Issue 84 – September 2013

3740 words, short story

Mar Pacifico


A pale dawn spread across the Pacific as my dead mother emerged from the waves.

The bloom of algeron must have crept closer to shore during the night, and now it shimmered in the sickly morning light all the way out to the horizon. The thing that had once loved me rose out of the bloom, slowly at first, like a column of black mercury. Then features emerged: a head, limbs and torso with skirts of algeron hanging like seaweed down to the foamy water at its feet. Finally the body shape that I knew so well came into being—a nightmarish simulacrum, but taller than her in real life, struggling one step at a time until it found land.

Its confidence seemed to grow when it saw Kelly with her back turned, playing with pieces of driftwood on the sand. It staggered up the beach and reached out awkwardly with impossibly long arms.

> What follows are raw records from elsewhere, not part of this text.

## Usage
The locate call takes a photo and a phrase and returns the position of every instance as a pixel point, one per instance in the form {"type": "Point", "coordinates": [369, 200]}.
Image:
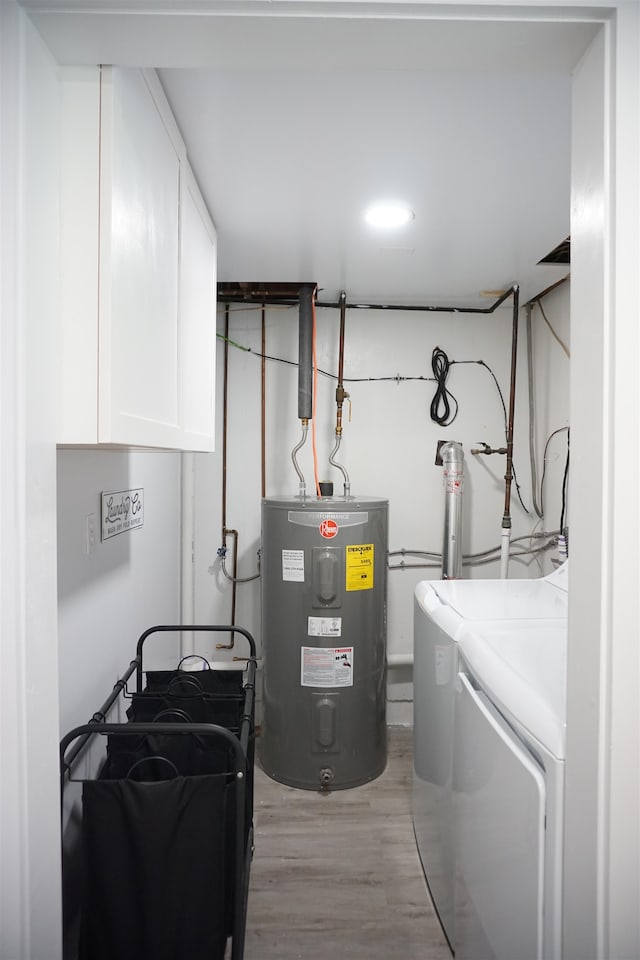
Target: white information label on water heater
{"type": "Point", "coordinates": [324, 626]}
{"type": "Point", "coordinates": [293, 565]}
{"type": "Point", "coordinates": [326, 667]}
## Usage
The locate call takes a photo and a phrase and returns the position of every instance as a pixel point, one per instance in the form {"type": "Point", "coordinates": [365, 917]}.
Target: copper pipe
{"type": "Point", "coordinates": [508, 477]}
{"type": "Point", "coordinates": [340, 391]}
{"type": "Point", "coordinates": [264, 405]}
{"type": "Point", "coordinates": [232, 533]}
{"type": "Point", "coordinates": [225, 392]}
{"type": "Point", "coordinates": [225, 382]}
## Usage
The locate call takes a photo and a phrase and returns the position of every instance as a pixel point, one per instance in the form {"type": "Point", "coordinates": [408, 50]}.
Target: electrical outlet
{"type": "Point", "coordinates": [90, 534]}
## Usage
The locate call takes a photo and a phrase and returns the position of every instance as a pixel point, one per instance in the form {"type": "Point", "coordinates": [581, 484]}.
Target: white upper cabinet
{"type": "Point", "coordinates": [138, 270]}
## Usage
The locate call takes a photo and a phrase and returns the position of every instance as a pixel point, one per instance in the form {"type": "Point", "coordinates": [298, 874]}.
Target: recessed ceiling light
{"type": "Point", "coordinates": [388, 215]}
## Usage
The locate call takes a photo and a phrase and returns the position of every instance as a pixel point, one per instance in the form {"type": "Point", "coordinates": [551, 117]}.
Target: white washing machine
{"type": "Point", "coordinates": [508, 785]}
{"type": "Point", "coordinates": [441, 610]}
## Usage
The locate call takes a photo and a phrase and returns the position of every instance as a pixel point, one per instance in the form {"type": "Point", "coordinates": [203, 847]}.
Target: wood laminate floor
{"type": "Point", "coordinates": [337, 875]}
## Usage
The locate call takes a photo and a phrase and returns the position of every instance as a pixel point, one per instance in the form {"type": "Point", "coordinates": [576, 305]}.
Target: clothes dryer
{"type": "Point", "coordinates": [441, 610]}
{"type": "Point", "coordinates": [508, 786]}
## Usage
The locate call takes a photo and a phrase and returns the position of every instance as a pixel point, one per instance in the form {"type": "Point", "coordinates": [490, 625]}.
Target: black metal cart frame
{"type": "Point", "coordinates": [77, 739]}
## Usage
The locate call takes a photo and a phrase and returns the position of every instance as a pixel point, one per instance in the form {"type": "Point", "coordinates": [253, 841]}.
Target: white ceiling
{"type": "Point", "coordinates": [294, 124]}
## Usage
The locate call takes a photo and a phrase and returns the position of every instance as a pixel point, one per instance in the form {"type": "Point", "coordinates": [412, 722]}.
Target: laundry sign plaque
{"type": "Point", "coordinates": [122, 510]}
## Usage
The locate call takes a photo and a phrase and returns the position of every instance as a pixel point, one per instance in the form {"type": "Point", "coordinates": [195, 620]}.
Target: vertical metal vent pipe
{"type": "Point", "coordinates": [453, 476]}
{"type": "Point", "coordinates": [305, 374]}
{"type": "Point", "coordinates": [305, 353]}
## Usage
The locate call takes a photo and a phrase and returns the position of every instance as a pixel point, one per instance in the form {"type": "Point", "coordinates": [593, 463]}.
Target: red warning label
{"type": "Point", "coordinates": [328, 529]}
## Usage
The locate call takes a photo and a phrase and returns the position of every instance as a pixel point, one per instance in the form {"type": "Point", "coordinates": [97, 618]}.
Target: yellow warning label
{"type": "Point", "coordinates": [360, 566]}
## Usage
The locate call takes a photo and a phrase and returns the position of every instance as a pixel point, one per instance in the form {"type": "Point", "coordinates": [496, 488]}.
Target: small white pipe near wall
{"type": "Point", "coordinates": [187, 581]}
{"type": "Point", "coordinates": [505, 541]}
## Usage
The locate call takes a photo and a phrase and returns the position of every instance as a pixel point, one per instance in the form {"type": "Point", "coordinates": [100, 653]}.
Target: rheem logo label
{"type": "Point", "coordinates": [328, 529]}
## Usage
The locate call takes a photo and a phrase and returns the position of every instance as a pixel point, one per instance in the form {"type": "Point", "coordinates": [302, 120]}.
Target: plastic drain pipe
{"type": "Point", "coordinates": [453, 476]}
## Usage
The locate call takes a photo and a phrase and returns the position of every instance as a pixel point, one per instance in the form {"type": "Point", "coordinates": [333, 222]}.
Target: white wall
{"type": "Point", "coordinates": [131, 582]}
{"type": "Point", "coordinates": [29, 805]}
{"type": "Point", "coordinates": [389, 443]}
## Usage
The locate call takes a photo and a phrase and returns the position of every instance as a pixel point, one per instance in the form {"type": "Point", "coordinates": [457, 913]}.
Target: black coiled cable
{"type": "Point", "coordinates": [440, 408]}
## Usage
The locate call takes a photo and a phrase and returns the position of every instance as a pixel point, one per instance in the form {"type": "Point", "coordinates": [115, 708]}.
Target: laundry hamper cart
{"type": "Point", "coordinates": [166, 832]}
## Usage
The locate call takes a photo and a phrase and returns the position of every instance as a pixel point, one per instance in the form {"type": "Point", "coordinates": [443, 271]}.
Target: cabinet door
{"type": "Point", "coordinates": [197, 317]}
{"type": "Point", "coordinates": [138, 288]}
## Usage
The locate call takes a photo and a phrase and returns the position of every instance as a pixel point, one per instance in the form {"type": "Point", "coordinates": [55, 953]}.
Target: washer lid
{"type": "Point", "coordinates": [503, 599]}
{"type": "Point", "coordinates": [523, 669]}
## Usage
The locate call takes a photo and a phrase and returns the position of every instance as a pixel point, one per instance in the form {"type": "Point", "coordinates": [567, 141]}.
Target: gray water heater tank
{"type": "Point", "coordinates": [324, 585]}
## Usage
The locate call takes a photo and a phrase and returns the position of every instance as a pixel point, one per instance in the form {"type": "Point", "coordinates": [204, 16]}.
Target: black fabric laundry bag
{"type": "Point", "coordinates": [156, 880]}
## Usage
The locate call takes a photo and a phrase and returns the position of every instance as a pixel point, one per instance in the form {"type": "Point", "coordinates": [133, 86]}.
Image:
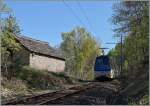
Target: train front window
{"type": "Point", "coordinates": [102, 61]}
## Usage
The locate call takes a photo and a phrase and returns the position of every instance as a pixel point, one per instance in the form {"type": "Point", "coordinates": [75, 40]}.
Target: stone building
{"type": "Point", "coordinates": [39, 55]}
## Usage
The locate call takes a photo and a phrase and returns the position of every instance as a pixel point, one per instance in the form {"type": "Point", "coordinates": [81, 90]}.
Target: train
{"type": "Point", "coordinates": [102, 67]}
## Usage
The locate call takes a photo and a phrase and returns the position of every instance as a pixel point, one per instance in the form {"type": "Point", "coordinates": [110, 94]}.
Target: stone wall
{"type": "Point", "coordinates": [47, 63]}
{"type": "Point", "coordinates": [21, 57]}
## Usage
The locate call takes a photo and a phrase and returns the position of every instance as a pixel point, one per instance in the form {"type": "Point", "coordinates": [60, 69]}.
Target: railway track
{"type": "Point", "coordinates": [44, 98]}
{"type": "Point", "coordinates": [54, 96]}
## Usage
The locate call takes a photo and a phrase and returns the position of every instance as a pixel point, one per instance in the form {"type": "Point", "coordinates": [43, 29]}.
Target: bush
{"type": "Point", "coordinates": [42, 79]}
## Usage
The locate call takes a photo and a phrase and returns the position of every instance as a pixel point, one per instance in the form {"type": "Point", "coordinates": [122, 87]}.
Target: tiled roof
{"type": "Point", "coordinates": [39, 47]}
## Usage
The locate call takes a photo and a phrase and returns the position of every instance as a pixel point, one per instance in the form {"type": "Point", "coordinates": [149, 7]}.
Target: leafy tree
{"type": "Point", "coordinates": [132, 19]}
{"type": "Point", "coordinates": [8, 44]}
{"type": "Point", "coordinates": [80, 50]}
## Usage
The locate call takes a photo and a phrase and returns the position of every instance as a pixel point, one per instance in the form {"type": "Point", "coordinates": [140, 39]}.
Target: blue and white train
{"type": "Point", "coordinates": [102, 67]}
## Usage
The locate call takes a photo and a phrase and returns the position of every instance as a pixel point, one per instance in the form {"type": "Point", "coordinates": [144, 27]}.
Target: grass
{"type": "Point", "coordinates": [29, 80]}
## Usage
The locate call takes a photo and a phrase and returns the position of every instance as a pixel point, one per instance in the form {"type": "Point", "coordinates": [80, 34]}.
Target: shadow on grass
{"type": "Point", "coordinates": [103, 78]}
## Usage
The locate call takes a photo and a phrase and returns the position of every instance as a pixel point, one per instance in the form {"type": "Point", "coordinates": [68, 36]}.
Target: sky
{"type": "Point", "coordinates": [46, 20]}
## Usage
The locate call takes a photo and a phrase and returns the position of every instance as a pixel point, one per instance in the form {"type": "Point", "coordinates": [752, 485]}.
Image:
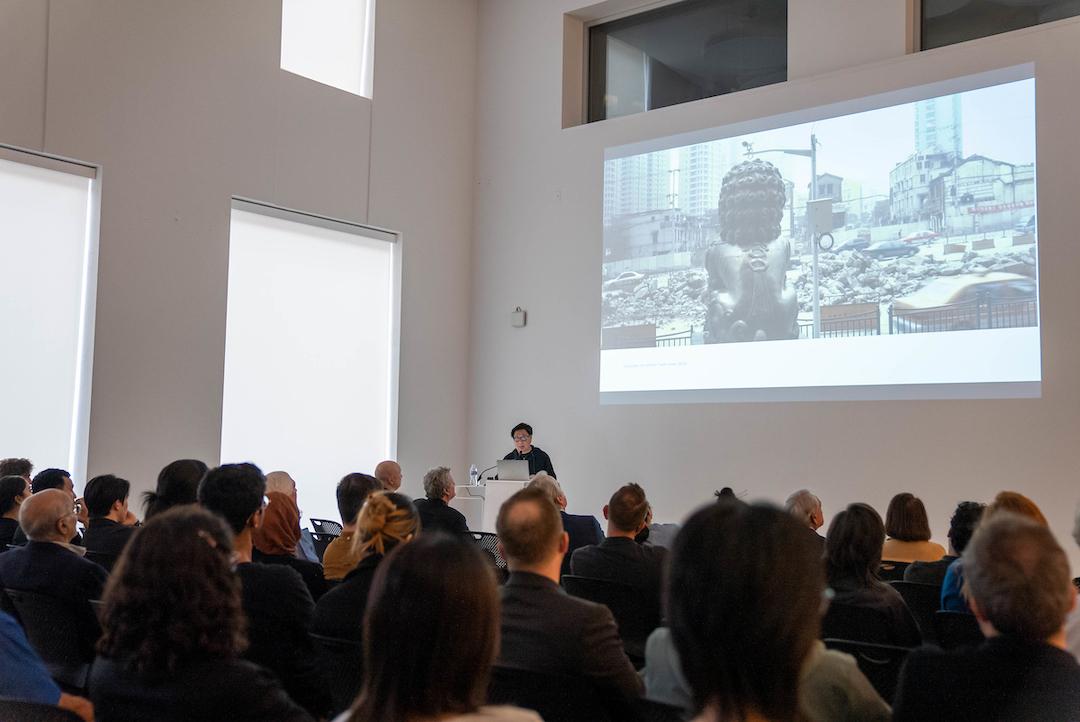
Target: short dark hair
{"type": "Point", "coordinates": [728, 558]}
{"type": "Point", "coordinates": [528, 539]}
{"type": "Point", "coordinates": [352, 491]}
{"type": "Point", "coordinates": [234, 492]}
{"type": "Point", "coordinates": [628, 507]}
{"type": "Point", "coordinates": [906, 520]}
{"type": "Point", "coordinates": [50, 478]}
{"type": "Point", "coordinates": [853, 545]}
{"type": "Point", "coordinates": [431, 632]}
{"type": "Point", "coordinates": [103, 491]}
{"type": "Point", "coordinates": [963, 523]}
{"type": "Point", "coordinates": [16, 467]}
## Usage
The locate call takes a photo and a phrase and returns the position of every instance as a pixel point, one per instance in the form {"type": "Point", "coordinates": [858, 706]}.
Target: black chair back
{"type": "Point", "coordinates": [880, 663]}
{"type": "Point", "coordinates": [53, 629]}
{"type": "Point", "coordinates": [922, 600]}
{"type": "Point", "coordinates": [342, 665]}
{"type": "Point", "coordinates": [954, 629]}
{"type": "Point", "coordinates": [18, 710]}
{"type": "Point", "coordinates": [636, 616]}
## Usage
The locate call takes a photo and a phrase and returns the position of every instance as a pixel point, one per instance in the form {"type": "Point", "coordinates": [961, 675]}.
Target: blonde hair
{"type": "Point", "coordinates": [386, 520]}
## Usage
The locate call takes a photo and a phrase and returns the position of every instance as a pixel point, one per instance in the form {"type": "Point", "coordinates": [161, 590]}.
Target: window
{"type": "Point", "coordinates": [947, 22]}
{"type": "Point", "coordinates": [49, 253]}
{"type": "Point", "coordinates": [310, 350]}
{"type": "Point", "coordinates": [684, 52]}
{"type": "Point", "coordinates": [329, 41]}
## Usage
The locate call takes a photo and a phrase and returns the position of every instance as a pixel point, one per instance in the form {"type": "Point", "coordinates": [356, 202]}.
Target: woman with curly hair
{"type": "Point", "coordinates": [174, 629]}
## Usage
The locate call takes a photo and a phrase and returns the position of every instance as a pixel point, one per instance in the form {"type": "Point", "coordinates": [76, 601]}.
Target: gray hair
{"type": "Point", "coordinates": [436, 482]}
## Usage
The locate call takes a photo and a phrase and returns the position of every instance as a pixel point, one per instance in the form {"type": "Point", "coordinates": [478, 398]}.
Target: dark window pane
{"type": "Point", "coordinates": [947, 22]}
{"type": "Point", "coordinates": [685, 52]}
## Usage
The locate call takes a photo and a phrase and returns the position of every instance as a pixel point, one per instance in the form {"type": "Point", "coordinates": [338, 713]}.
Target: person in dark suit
{"type": "Point", "coordinates": [434, 509]}
{"type": "Point", "coordinates": [49, 566]}
{"type": "Point", "coordinates": [543, 628]}
{"type": "Point", "coordinates": [274, 599]}
{"type": "Point", "coordinates": [1021, 593]}
{"type": "Point", "coordinates": [619, 558]}
{"type": "Point", "coordinates": [173, 631]}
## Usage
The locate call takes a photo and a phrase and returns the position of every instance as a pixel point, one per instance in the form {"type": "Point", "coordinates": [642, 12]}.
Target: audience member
{"type": "Point", "coordinates": [435, 512]}
{"type": "Point", "coordinates": [111, 523]}
{"type": "Point", "coordinates": [908, 530]}
{"type": "Point", "coordinates": [953, 598]}
{"type": "Point", "coordinates": [582, 529]}
{"type": "Point", "coordinates": [863, 609]}
{"type": "Point", "coordinates": [961, 527]}
{"type": "Point", "coordinates": [385, 521]}
{"type": "Point", "coordinates": [177, 484]}
{"type": "Point", "coordinates": [14, 490]}
{"type": "Point", "coordinates": [389, 474]}
{"type": "Point", "coordinates": [1021, 591]}
{"type": "Point", "coordinates": [25, 677]}
{"type": "Point", "coordinates": [274, 599]}
{"type": "Point", "coordinates": [277, 539]}
{"type": "Point", "coordinates": [543, 628]}
{"type": "Point", "coordinates": [806, 507]}
{"type": "Point", "coordinates": [52, 567]}
{"type": "Point", "coordinates": [619, 558]}
{"type": "Point", "coordinates": [341, 556]}
{"type": "Point", "coordinates": [174, 630]}
{"type": "Point", "coordinates": [755, 566]}
{"type": "Point", "coordinates": [431, 634]}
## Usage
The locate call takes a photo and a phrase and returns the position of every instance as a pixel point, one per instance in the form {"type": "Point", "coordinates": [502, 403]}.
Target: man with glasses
{"type": "Point", "coordinates": [524, 450]}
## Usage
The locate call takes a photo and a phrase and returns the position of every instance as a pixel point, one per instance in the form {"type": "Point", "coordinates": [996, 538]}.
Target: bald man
{"type": "Point", "coordinates": [389, 473]}
{"type": "Point", "coordinates": [49, 566]}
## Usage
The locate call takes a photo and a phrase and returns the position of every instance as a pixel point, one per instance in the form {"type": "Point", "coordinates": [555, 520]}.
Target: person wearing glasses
{"type": "Point", "coordinates": [539, 461]}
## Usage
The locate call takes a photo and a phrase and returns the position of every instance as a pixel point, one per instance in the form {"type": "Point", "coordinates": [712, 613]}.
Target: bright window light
{"type": "Point", "coordinates": [310, 351]}
{"type": "Point", "coordinates": [329, 41]}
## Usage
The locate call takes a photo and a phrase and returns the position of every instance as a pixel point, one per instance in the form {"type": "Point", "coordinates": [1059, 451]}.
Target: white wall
{"type": "Point", "coordinates": [538, 245]}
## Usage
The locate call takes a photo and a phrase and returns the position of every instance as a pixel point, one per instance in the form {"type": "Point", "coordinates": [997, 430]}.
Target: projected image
{"type": "Point", "coordinates": [912, 219]}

I had only turned away for a few seconds—like all the mothers down the ages—but now I was sprinting towards her, sand flicking up behind me.

Ripples spread for kilometers across the bloom and whispers lingered in the drafts of briny air—voices from something cavernous and deep. They rose in pitch and tone, unifying into a bleak chorus that threatened to overwhelm the sound of the ocean.

Kelly smiled as I approached, and smiled at the simulacrum. I reached out to Kelly, keeping my distance from the thing now watching my every move. “Time to go, honey.”

I could see Kelly was more curious than shocked as this wasn’t the first time we had seen forms flow out of the algeron. She confronted me with inevitable, innocent logic. “But it’s Grandma.”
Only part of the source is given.